Detlev von Oppeln: Der Trend zu Reisen innerhalb Deutschlands wird sich 2021 fortsetzen; mit der Produktion neuer Regionaltitel hat der Trescher Verlag bereits reagiert. Auch das Verreisen innerhalb Europas wird dieses Jahr wieder möglich sein. Die Sehnsucht nach anderen Ländern und Kulturen ist so groß wie noch nie. Wir gehen davon aus, dass vor allem europäische Reiseziele wichtig werden, die problemlos mit dem Auto oder per Bahn erreichbar sind. So werden bei uns in Kürze mehrere Reiseführer zu Regionen in Frankreich erscheinen.

Katharina Hokema: Deutschland war schon immer das wichtigste Reiseziel: 30 Prozent der Reisen fanden in der Heimat statt. Europäische Kfz-Ziele werden wieder zulegen. Aber auch europäische Flugziele wie Griechenland sind mit im Spiel. Ich bin mir sicher: die Reiselust ist riesig, und wenn das Sicherheitsgefühl stimmt, dann wird der Sommer ein Reisesommer.

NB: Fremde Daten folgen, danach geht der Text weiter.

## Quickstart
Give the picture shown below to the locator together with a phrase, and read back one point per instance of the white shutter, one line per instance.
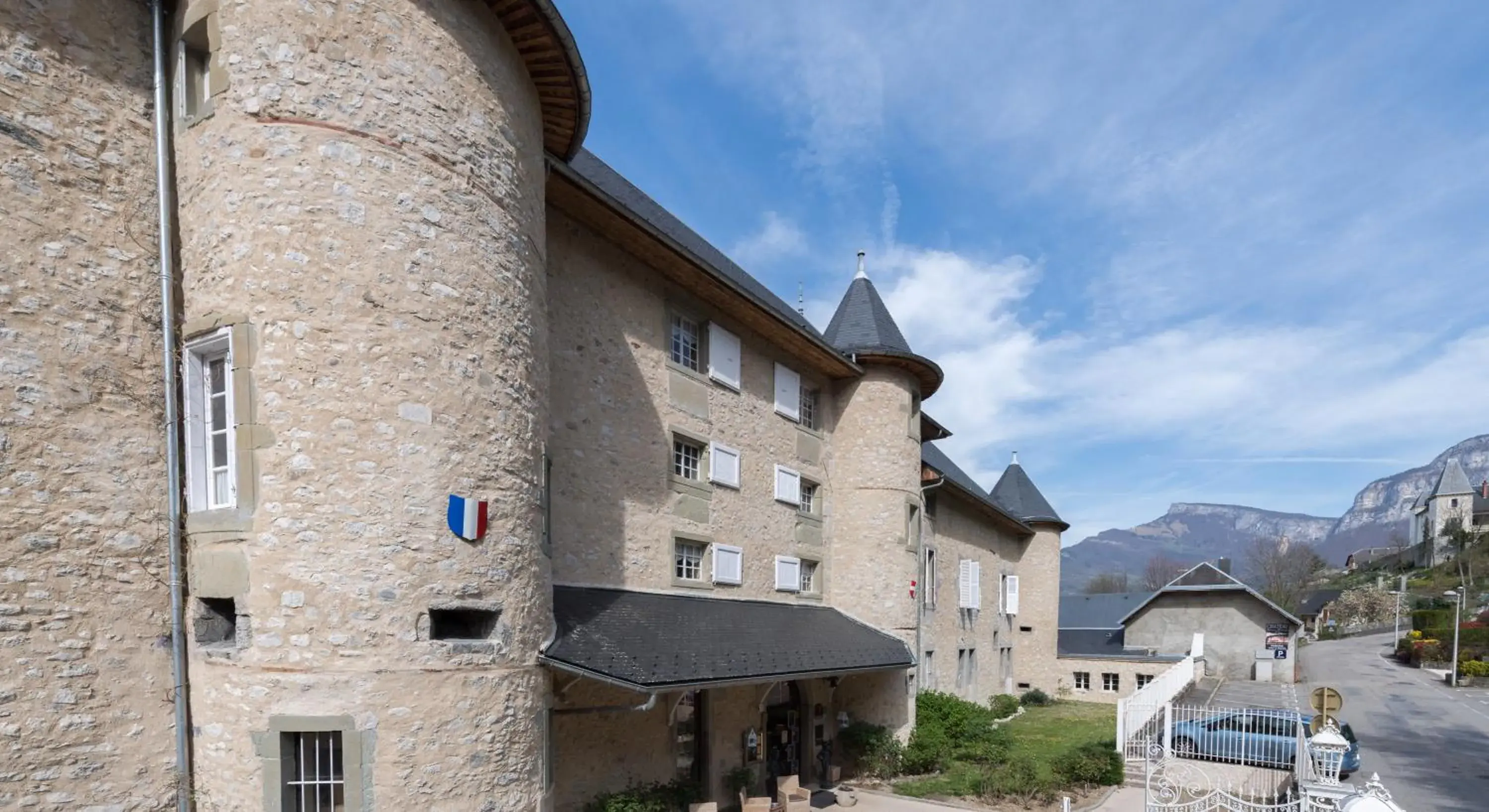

Stichwort Fernreisen: Wann glauben Sie, dass auch diese Sparte wieder in den Blick der Reisenden kommt und was wird sich bei Fernreisen in Zukunft verändern?

Michael Iwanowski: Das ist ein Blick in die Glaskugel und Spekulation in die wirklich nicht absehbare Zukunft. Licht am Ende des Tunnels ist sicherlich durch die weltweiten Impfkampagnen zu erkennen. Die Menschen wollen unbedingt Fernreisen unternehmen und sie scharren mit den Füßen. Aber es muss mehr Planungssicherheit geben, vor, während und nach der Reise.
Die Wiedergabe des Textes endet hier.